Wes and I are sitting in the PICU, in his second room of this round. For some reason, every time we are here, we get to move rooms at least once. This time, we moved at 3:45 am, because we happened to be awake then for a blood draw, and it was either move then, or wait until 5 or 6 am, when we would have just fallen back to sleep. So, we moved.
Things have been okay thus far. Wes is feeling well, other than recovering from the pretty good sunburn he got while he was at his Dad’s last week. 🙂 The nausea has been kept under control, and he isn’t in any pain.
One of the things that makes PICU stays so difficult is there is at least once code blue per day that we’re here. The day we checked in this week, there were actually three going on as we were being checked into our room. Wes understands what’s happening, and it scares him and concerns him for the patient and for their family. Personally, I have seen enough chest compressions on little ones to last a lifetime. Codes are called over the intercom, so we always know when one is going on, but for some reason, it seems there are a lot of codes in rooms close to us; either across the hallway or next door. The staff here is, of course, just perfectly amazing in how they handle the codes. There is no yelling (generally), and they remain calm and composed throughout the entire process. If you didn’t know what was going on, you would think the patient just had a lot of providers around them, maybe doing rounds or something.

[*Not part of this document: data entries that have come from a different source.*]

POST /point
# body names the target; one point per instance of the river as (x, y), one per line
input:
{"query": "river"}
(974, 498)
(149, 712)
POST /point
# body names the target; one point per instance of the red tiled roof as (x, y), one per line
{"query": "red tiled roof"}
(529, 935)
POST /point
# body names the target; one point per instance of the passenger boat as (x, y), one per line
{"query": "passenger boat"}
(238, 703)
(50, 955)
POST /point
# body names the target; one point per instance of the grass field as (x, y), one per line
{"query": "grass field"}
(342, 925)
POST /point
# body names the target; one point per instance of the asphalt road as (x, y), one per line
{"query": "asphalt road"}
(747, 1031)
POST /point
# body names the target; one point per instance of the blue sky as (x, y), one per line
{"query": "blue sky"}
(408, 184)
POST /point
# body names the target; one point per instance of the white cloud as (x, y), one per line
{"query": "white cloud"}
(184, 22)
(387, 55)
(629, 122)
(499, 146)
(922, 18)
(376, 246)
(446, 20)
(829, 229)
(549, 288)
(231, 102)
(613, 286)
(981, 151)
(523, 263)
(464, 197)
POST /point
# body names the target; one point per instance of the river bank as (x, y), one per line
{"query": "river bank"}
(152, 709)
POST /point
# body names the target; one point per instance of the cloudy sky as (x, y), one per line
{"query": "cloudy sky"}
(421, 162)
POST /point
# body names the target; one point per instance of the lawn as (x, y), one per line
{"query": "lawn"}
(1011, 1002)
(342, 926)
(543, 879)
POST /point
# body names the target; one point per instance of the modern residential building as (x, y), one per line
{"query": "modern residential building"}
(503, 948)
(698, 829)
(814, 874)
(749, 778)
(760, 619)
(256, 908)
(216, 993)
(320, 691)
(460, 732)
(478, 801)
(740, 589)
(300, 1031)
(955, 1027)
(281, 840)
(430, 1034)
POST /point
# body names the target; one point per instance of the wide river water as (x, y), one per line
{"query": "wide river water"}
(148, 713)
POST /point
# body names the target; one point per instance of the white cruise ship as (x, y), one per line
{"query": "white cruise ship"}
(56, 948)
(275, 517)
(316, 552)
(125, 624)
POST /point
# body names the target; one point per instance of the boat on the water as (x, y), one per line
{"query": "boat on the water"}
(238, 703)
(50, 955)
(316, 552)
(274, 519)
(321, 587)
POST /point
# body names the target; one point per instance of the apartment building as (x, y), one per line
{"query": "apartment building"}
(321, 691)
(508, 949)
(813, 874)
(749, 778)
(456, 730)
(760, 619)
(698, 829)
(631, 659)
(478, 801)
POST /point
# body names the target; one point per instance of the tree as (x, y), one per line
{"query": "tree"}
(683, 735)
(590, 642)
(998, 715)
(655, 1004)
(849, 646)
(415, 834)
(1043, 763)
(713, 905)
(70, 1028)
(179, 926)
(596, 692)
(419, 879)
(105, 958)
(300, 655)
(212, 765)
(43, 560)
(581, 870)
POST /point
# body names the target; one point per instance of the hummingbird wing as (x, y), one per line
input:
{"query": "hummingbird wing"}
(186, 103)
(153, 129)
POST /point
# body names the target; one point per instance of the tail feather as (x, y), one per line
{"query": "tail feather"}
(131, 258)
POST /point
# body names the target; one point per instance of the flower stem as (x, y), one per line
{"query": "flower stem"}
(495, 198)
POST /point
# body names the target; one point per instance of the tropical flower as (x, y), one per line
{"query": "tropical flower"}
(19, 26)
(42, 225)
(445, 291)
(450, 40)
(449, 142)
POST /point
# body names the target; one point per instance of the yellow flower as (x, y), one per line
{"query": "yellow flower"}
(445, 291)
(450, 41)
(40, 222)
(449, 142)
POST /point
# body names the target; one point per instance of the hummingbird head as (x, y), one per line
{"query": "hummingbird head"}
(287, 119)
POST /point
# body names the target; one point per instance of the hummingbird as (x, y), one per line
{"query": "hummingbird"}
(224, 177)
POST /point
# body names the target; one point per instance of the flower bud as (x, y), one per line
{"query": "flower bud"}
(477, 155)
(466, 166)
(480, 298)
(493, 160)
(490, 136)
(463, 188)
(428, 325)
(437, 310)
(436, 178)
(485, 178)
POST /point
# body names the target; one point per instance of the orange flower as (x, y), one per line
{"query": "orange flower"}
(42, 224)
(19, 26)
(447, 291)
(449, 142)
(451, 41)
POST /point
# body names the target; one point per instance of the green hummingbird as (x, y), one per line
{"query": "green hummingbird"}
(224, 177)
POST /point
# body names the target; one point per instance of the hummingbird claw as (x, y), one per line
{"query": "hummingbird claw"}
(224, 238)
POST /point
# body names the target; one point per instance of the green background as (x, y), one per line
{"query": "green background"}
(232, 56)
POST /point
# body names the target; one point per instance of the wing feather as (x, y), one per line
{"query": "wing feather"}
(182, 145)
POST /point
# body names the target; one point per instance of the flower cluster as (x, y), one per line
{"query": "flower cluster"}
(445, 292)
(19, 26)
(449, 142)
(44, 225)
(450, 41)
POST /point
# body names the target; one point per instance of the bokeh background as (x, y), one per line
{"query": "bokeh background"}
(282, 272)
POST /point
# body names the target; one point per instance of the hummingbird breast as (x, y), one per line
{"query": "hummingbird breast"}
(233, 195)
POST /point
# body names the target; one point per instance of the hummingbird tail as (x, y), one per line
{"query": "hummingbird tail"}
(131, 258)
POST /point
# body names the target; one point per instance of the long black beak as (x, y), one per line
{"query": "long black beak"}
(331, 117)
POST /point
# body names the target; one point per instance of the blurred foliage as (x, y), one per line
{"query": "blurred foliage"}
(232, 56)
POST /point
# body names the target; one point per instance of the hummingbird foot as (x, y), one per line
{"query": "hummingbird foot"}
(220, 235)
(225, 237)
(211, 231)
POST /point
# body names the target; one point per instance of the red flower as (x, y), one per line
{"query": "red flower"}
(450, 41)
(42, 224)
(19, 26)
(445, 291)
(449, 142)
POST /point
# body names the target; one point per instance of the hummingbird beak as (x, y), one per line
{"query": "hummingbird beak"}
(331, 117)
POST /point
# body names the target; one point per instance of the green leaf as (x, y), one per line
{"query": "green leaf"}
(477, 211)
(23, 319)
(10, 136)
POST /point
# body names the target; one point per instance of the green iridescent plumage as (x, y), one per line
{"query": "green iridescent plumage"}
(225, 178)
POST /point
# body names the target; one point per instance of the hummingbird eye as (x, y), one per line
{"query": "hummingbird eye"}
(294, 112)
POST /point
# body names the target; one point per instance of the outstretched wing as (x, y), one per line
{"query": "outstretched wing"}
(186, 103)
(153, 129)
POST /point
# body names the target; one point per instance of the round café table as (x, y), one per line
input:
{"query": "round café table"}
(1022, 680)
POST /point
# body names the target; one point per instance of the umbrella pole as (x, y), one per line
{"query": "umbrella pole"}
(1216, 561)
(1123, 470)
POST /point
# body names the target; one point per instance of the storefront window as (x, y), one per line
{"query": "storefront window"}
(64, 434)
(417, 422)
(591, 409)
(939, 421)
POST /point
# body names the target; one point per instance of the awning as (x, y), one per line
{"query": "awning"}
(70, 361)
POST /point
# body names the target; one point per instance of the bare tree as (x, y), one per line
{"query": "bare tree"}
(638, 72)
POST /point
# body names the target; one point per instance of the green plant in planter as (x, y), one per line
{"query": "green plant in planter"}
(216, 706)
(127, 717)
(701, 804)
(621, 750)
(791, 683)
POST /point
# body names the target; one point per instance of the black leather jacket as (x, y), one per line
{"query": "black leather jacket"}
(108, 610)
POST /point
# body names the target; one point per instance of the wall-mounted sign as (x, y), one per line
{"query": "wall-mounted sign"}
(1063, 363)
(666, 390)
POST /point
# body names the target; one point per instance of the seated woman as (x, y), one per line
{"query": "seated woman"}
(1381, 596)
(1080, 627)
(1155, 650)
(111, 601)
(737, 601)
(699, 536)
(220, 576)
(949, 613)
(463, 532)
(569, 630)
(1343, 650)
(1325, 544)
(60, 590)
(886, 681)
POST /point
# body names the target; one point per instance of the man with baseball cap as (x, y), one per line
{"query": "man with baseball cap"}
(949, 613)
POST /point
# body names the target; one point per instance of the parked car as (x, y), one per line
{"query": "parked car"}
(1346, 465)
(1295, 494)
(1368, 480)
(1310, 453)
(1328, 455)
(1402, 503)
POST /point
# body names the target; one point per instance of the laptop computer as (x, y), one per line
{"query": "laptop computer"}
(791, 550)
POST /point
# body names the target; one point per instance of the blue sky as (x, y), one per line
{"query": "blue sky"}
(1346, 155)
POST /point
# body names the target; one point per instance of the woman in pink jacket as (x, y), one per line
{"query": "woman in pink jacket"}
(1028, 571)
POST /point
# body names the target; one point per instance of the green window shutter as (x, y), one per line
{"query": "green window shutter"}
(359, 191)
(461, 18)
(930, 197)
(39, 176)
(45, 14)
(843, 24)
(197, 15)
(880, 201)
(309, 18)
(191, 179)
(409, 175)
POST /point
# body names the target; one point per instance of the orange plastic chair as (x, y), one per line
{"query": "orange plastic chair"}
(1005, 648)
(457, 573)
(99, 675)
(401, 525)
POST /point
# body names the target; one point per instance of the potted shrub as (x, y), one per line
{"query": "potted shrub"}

This time, we’ve seen more codes than we ever have before, and there was actually a death this time as well. It was excruciating to be in our room, hearing the providers talk with the parents, and then the rest of the extended family. I wanted to badly to go hug each of them. Unfortunately, after the patient died, Wes had to go use the bathroom, which is across the unit from his room, and when we came out of his room, I saw the body of this sweet child lying on a mortician’s gurney, covered in a sheet. For some reason, nobody had thought to shut the curtain or the door to the room, and I was really worried Wes would look over and see the body and get upset, so I just kept him distracted, and he never saw anything.
There was another code out in the hallway outside our room last night, and Wes saw the staff rush to care for this patient, and it really scared him. Wes, being Wes, immediately bowed his head and said a prayer for the patient, their family and the staff. He and I have had a lot of talks about what it means when Code Blue is called, and what happens from a staff standpoint. He understands that the staff in the PICU, in particular, have had extensive training and practice in caring for these acute situations. I believe in being honest with my kids, so I’ve answered all of his questions as openly as I could. When he asks whether the patients are going to die, I’ve told him nobody knows that when a Code begins, but that the staff does everything they can to avoid that outcome. We’ve discussed the myriad of resources they have to save a patient’s life. And we’ve discussed what happens physically, emotionally and spiritually when someone dies. Of course, we don’t know everything, but I’ve told him what I know, and we’ve discussed what the remaining possibilities could be. I think it’s made Wes more aware of his own mortality, unfortunately. I would never want any child to wonder about the end of their life, but given our current circumstances, I think it’s natural that the topic has come up. It’s unfortunate, but it’s part of childhood cancer.
Another thing that’s difficult is the “sleeping” that happens (or doesn’t happen) in the hospital generally, but in the PICU in particular. Nurses here have to do a complete head to toe assessment every two hours around the clock, and he needs his blood drawn every 4 hours, and oral meds every 4 hours, so we get a LOT of company. My “bed” is actually a chair that reclines and is less than comfortable. Wes does fairly well, all things considered, but it definitely wears on us both, and we get all kinds of excited to get home.
One of the things I love about Primary’s is that they take into consideration all aspects of what a hospital stay means for all kids and their families. There are fully-stocked, free laundry facilities here, as well as two Ronald McDonald rooms, with showers for patient families to use, computers, books, games, crafts, and a fully-stocked kitchen, all free to patients and their families. They’re building a third room on the fourth floor because there’s such a need for these services.
Once again, I’m grateful for all of the blessings we experience on a daily, and sometimes hourly, basis. I’m grateful that when they happen, I can recognize them. Mostly, I’m grateful that we have access to the treatments that are going to save my son’s life. I don’t take that for granted at any moment.